Libia a Cpi: Nostro diritto processare Saif al-Islam e al-Senoussi

Amsterdam (Olanda), 1 mag. (LaPresse/AP) – Il governo della Libia ha contestato formalmente il diritto della Corte penale internazionale dell’Aia di processare per crimini di guerra il figlio di Muammar Gheddafi, Seif al-Islam, e l’ex capo dell’intelligence del regime, Abdullah al-Senoussi, sostenendo che debbano essere guidicati sul suolo libico. Lo riferisce la stessa Corte. Quest’ultima è autorizzata dalle Nazioni unite a giudicare i crimini commessi durante la guerra civile in Libia e ha emesso un mandato di arresto per Saif al-Islam con l’accusa di omicidio e di aver perseguito civili nei primi giorni della rivolta contro Gheddafi, che ha portato alla caduta del raìs.

La Corte aveva fissato proprio oggi come ultimo giorno possibile affinché la Libia presentasse una contestazione formale alla sua giurisdizione. “La Libia – si legge nel documento – informa che il suo sistema giudiziario nazionale sta attivamente indagando sul signor Gheddafi e sul signor al-Senoussi per le loro presunte responsabilità in molteplici atti di omicidio e persecuzione, equivalenti a crimini contro l’umanità”. Seif al-Islam è stato catturato lo scorso anno dai ribelli ed è attualmente detenuto nella città occidentale di Zintan, mentre al-Senoussi è stato arrestato a marzo in Mauritania.

Secondo la legge internazionale, la Libia ha il diritto e il dovere di perseguire i sospetti criminali di guerra. Tuttavia la portavoce della Cpi, Sonia Robla, spiega che una volta che la Corte ha emesso un mandato di arresto per un sospetto non può ritirarlo, a meno che i giudici accertino che i sospetti vengano processati sostanzialmente per gli stessi reati per cui sono stati incriminati e che riceveranno un processo equo. Il documento presentato oggi sostiene che la Libia farà esattamente questo.
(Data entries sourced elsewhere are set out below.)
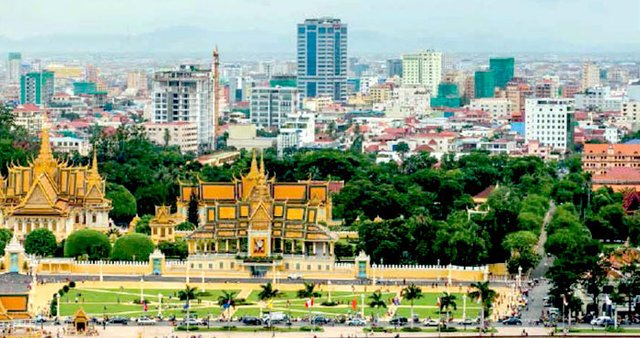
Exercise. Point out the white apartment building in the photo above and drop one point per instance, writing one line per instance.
(270, 106)
(597, 98)
(630, 113)
(499, 108)
(184, 135)
(186, 95)
(590, 76)
(423, 68)
(550, 121)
Tuttavia, i gruppi per i diritti umani temono che Saif al-Islam non potrà avere un processo giusto e imparziale in Libia, specialmente vista la mancanza di controllo del governo su alcune parti del Paese, tra cui Zintan.

La Libia ha insistito sul fatto che il suo desiderio di processare i due ex esponenti del regime “riflette una volontà genuina e l’abilità di portare le persone interessate davanti alla giustizia”. “Negare al popolo libico la storica opportunità di sradicare la cultura di vecchia data dell’impunità – prosegue la richiesta – sarebbe chiaramente incompatibile con l’oggetto e lo scopo” del tribunale internazionale.